Miguel Bonnefoy est un conteur fabuleux, et à travers l'aventure extraordinaire de ces Français au Chili, il raconte à merveille l'histoire universelle de la migration, de l'exil, du déracinement, il dit avec force le dialogue qui naît entre deux cultures, le destin qui unit deux peuples qui se croisent dans un même héritage. Comme un pont de papier qui, à l'heure des crises migratoires, rappelle avec pertinence que les Français aussi ont été des migrants.
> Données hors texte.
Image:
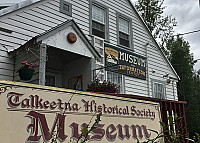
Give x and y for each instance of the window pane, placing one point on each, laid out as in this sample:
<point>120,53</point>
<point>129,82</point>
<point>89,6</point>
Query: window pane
<point>123,25</point>
<point>159,90</point>
<point>109,76</point>
<point>98,14</point>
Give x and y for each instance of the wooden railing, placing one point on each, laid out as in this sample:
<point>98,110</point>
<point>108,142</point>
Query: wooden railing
<point>168,108</point>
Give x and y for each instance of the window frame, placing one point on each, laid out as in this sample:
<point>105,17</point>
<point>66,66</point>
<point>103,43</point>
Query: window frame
<point>153,82</point>
<point>122,91</point>
<point>62,3</point>
<point>120,15</point>
<point>91,3</point>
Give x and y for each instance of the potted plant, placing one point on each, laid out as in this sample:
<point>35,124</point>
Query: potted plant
<point>106,87</point>
<point>27,70</point>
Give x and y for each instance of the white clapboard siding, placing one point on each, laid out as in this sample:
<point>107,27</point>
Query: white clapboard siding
<point>44,15</point>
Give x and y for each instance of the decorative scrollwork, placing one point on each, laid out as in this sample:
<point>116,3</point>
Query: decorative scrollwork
<point>4,88</point>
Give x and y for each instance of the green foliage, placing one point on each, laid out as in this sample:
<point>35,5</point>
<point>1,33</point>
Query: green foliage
<point>161,27</point>
<point>189,84</point>
<point>106,87</point>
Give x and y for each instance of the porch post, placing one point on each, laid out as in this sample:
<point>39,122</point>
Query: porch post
<point>42,65</point>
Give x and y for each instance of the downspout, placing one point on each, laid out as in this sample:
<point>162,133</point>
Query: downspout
<point>147,65</point>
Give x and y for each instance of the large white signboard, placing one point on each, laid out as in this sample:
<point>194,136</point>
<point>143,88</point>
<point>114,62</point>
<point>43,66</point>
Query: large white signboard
<point>30,113</point>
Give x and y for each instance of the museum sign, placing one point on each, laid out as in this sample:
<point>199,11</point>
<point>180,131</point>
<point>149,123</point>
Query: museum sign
<point>124,62</point>
<point>31,113</point>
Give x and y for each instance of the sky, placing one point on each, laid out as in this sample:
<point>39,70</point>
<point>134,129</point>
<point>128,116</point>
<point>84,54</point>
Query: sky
<point>187,14</point>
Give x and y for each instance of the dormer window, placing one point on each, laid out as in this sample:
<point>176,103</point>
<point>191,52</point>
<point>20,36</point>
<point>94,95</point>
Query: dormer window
<point>124,31</point>
<point>66,7</point>
<point>98,20</point>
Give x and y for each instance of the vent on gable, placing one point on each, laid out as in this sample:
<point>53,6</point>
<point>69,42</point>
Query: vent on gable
<point>66,7</point>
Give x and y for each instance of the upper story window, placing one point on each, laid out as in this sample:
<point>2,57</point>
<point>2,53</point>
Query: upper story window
<point>124,31</point>
<point>66,7</point>
<point>99,20</point>
<point>116,79</point>
<point>158,89</point>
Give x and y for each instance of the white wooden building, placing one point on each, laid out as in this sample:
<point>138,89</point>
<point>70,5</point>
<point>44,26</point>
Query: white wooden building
<point>36,31</point>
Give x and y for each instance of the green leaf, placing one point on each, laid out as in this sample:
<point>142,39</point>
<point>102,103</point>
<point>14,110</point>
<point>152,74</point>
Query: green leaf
<point>162,124</point>
<point>153,131</point>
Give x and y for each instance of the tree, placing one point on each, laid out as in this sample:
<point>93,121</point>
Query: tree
<point>161,27</point>
<point>189,84</point>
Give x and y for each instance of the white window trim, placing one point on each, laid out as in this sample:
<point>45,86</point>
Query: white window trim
<point>62,3</point>
<point>123,81</point>
<point>153,82</point>
<point>93,2</point>
<point>120,15</point>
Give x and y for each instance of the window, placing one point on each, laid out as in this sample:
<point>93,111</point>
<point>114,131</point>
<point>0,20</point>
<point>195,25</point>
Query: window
<point>65,7</point>
<point>117,79</point>
<point>124,30</point>
<point>98,20</point>
<point>158,89</point>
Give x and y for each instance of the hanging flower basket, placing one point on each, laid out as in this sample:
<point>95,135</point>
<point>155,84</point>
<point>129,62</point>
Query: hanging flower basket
<point>106,87</point>
<point>26,74</point>
<point>27,70</point>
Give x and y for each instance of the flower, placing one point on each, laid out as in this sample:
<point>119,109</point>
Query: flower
<point>26,65</point>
Les personnages de cette mythologie familiale sont campés avec bonheur, tous marquants, tous ballottés par les jeux du destin et du hasard mais tous avec leur libre arbitre : Lazare le poilu chilien ;Thérèse l'ornithologue dont la volière fantastique semble une métaphore du microcosme familial ; Margot l'intrépide pionnière de l'aviation; Ilario Da, le révolté, militant d'extrême-gauche pro-Allende … Chaque génération est confrontée à un dilemme, un questionnement, chaque personnage a un choix à faire qui va finir par déterminer son descendant dans une sorte de mécanique atavique implacable.

Sucre noir témoignait déjà du talent de Miguel Bonnefoy à dessiner des personnages inoubliables pris dans des histoires fortes ; dans Héritage, à partir de ces mêmes qualités, il va au-delà grâce à l'épaisseur apportée par L Histoire. Des tranchées de la Somme aux batailles aériennes entre la Royal Air Force et les Messerschmitt, Lazare et sa fille Margot sont emportés par le tourbillon des deux guerres mondiales dont l'absurde ressort plus que jamais avec ces soldats qui se battent pour une terre qu'ils n'habiteront jamais, contre des voisins issus de l'immigration allemande. Puis c'est le fils de Margot, Ilario Da, militant d'extrême-gauche pro-Allende qui traverse la dictature de Pinochet dans les geôles de la Villa Grimaldi : les pages qui lui sont consacrées sont particulièrement déchirantes, l'auteur a repris les carnets de son père dans lesquels il raconte la torture qu'il a subi avant de fuir en France. Et c'est un tour de force que de rendre palpable et incarnée une saga sur plusieurs générations condensée en seulement 200 pages. L'art de l'ellipse est d'une maîtrise totale et vivifie le récit.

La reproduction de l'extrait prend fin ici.